[ih] First file transfer on ARPANET
Miles Fidelman
mfidelman at meetinghouse.net
Fri Dec 21 13:51:24 PST 2012
Craig Partridge wrote:
>> John Day <jeanjour at comcast.net> wrote:
>> My impression in the few years after I got on the net at the
>> beginning of 1990 was that distributed computing using the net as you
>> describe was out there and slowly progressing, and that stuff started
>> dying or getting blocked in the mid to late 90s due to security
>> problems as the net got bigger and more public and everyone started
>> reflexively turning off their RPC services and similar things.
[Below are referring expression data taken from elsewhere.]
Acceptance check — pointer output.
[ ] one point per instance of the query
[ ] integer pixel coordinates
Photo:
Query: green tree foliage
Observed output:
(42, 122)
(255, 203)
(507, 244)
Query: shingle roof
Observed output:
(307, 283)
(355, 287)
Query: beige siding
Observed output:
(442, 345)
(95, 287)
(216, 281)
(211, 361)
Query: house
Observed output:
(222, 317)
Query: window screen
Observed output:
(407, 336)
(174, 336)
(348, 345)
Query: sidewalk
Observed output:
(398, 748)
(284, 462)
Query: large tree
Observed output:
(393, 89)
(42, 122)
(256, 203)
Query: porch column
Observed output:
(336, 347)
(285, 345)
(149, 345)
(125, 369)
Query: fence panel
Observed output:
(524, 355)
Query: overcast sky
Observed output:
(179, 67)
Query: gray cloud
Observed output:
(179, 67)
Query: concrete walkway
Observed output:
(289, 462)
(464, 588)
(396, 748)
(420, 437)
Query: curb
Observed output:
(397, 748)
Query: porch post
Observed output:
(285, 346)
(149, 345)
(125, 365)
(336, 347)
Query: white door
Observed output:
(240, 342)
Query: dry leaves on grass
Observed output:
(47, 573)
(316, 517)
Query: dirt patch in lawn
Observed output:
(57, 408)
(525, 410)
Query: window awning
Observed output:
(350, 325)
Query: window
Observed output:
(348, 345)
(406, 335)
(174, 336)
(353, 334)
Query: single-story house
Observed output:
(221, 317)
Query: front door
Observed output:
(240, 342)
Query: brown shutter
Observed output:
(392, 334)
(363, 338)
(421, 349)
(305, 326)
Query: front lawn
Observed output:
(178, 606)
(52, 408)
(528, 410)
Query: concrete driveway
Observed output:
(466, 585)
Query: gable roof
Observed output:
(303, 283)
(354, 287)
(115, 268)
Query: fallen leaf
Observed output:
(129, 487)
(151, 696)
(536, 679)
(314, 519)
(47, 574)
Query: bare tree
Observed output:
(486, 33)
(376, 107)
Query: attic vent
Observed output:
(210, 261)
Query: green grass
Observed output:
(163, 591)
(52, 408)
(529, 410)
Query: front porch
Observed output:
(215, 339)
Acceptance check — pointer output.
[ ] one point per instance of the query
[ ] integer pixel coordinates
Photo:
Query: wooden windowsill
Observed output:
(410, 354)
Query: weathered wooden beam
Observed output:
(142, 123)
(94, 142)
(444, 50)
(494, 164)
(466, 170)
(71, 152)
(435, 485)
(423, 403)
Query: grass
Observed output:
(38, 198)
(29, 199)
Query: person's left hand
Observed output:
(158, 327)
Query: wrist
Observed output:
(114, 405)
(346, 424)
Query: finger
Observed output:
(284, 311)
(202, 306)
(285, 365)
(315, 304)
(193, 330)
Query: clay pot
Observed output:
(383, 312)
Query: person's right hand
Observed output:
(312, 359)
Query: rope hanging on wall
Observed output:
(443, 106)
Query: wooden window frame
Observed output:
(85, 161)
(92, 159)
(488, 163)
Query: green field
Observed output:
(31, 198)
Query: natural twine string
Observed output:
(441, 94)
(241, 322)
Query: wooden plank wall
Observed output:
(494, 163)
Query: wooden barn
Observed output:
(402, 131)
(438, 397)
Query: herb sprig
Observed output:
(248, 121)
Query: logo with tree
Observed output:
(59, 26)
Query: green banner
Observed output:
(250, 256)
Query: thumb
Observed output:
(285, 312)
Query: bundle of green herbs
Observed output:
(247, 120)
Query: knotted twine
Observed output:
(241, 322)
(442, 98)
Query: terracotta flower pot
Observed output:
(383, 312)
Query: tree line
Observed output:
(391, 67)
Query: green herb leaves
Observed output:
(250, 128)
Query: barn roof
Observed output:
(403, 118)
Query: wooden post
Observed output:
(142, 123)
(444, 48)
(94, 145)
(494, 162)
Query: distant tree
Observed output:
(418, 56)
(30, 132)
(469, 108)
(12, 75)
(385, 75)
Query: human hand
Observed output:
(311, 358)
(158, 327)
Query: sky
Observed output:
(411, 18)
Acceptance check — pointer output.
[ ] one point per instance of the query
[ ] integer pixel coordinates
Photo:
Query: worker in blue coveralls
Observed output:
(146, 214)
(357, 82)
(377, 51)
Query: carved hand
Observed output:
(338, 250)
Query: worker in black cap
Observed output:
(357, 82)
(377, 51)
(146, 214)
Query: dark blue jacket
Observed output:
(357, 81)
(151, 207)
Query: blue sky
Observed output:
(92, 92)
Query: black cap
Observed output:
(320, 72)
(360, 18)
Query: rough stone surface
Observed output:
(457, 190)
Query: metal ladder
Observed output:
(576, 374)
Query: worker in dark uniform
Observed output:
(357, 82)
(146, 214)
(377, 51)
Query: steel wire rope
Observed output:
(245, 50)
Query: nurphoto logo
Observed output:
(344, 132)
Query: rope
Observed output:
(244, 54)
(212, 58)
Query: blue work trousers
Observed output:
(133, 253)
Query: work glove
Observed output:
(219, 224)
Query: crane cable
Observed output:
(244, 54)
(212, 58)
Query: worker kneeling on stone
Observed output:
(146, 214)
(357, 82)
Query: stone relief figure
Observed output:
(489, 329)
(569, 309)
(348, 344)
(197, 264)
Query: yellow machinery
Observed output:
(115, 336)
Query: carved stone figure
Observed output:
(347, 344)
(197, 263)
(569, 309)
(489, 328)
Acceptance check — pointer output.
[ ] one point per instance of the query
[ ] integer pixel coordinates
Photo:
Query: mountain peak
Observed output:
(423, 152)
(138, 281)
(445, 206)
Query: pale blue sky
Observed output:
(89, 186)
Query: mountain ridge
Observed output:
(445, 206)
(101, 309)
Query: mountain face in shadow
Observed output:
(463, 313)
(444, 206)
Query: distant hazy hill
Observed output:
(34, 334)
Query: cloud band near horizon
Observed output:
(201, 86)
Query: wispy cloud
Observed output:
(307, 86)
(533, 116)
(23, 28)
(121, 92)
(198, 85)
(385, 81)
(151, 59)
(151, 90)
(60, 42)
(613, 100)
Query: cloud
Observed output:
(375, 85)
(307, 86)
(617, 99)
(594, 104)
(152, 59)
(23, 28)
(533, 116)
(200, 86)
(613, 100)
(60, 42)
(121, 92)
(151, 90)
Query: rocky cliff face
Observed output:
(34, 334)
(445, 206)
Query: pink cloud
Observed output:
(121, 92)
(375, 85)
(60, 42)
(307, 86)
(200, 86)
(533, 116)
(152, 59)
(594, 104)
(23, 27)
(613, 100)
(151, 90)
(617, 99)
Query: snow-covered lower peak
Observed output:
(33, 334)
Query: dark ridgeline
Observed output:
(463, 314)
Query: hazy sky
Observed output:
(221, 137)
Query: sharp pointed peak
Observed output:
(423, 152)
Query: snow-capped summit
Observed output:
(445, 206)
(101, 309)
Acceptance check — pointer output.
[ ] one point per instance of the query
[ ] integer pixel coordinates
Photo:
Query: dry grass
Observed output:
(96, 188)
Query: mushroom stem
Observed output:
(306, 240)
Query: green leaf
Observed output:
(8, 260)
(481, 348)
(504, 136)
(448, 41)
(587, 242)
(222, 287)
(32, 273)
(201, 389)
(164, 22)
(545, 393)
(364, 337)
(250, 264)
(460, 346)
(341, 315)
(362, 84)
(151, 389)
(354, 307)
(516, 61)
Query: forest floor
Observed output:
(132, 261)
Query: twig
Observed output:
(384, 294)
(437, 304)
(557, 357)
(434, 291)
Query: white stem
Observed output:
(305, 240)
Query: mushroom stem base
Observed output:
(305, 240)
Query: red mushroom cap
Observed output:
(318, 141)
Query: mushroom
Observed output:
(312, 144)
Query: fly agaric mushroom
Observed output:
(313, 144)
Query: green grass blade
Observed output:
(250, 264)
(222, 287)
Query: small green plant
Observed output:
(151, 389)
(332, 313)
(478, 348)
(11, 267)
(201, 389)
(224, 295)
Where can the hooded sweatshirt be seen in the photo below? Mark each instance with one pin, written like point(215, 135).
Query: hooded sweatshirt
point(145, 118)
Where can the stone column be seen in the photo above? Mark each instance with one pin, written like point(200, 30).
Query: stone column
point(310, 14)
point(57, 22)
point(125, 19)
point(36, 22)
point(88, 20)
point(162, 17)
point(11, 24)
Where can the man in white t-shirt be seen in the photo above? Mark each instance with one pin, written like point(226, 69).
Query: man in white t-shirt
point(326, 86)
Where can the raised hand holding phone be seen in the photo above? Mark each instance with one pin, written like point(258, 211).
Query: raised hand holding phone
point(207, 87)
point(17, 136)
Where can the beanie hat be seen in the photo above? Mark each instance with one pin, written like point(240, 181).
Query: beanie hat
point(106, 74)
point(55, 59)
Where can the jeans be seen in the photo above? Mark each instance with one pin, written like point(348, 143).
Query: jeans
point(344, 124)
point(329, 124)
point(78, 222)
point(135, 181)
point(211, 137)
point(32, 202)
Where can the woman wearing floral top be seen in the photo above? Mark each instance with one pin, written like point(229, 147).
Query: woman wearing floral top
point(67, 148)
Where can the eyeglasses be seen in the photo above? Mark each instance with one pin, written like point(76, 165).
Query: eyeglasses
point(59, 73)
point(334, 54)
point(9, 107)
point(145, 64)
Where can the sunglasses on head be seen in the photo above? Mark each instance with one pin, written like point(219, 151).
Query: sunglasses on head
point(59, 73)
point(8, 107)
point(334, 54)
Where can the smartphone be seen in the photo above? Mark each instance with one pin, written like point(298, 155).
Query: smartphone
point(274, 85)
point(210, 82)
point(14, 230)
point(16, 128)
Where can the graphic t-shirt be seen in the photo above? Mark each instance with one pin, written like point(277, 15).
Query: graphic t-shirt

How
>> does that correlate to the impressions of people who'd seen the 80s
>> on the net?
> My impression (I started in 1983) is that distributed computing was
> an idea that for a brief period worked -- the time required for long
> distance communication roughly was in sync with processor times, from
> about the late 1970s until the early 1990s. That's when we saw distributed
> file systems flourish and experiments with distributed shared memory.
>
> Then the speed of light constrained us. The cloud (namely clustering a
> bunch of machines very close and limiting our exchange to the start
> and end of the computation) is an interesting approach to circumventing that
> problem.
>
Maybe I'm confused, but I'd consider all of these to be examples of
distributed computing:
- distributed databases - both SQL and noSQL (can you say map-reduce?)
- federated geodata systems
- some of the "big science" grid systems (e.g, the Large Hadron Collider
Computing Grid)
- mashups (both client and server side)
- the Erlang/OTP run-time environment
Miles Fidelman
--
In theory, there is no difference between theory and practice.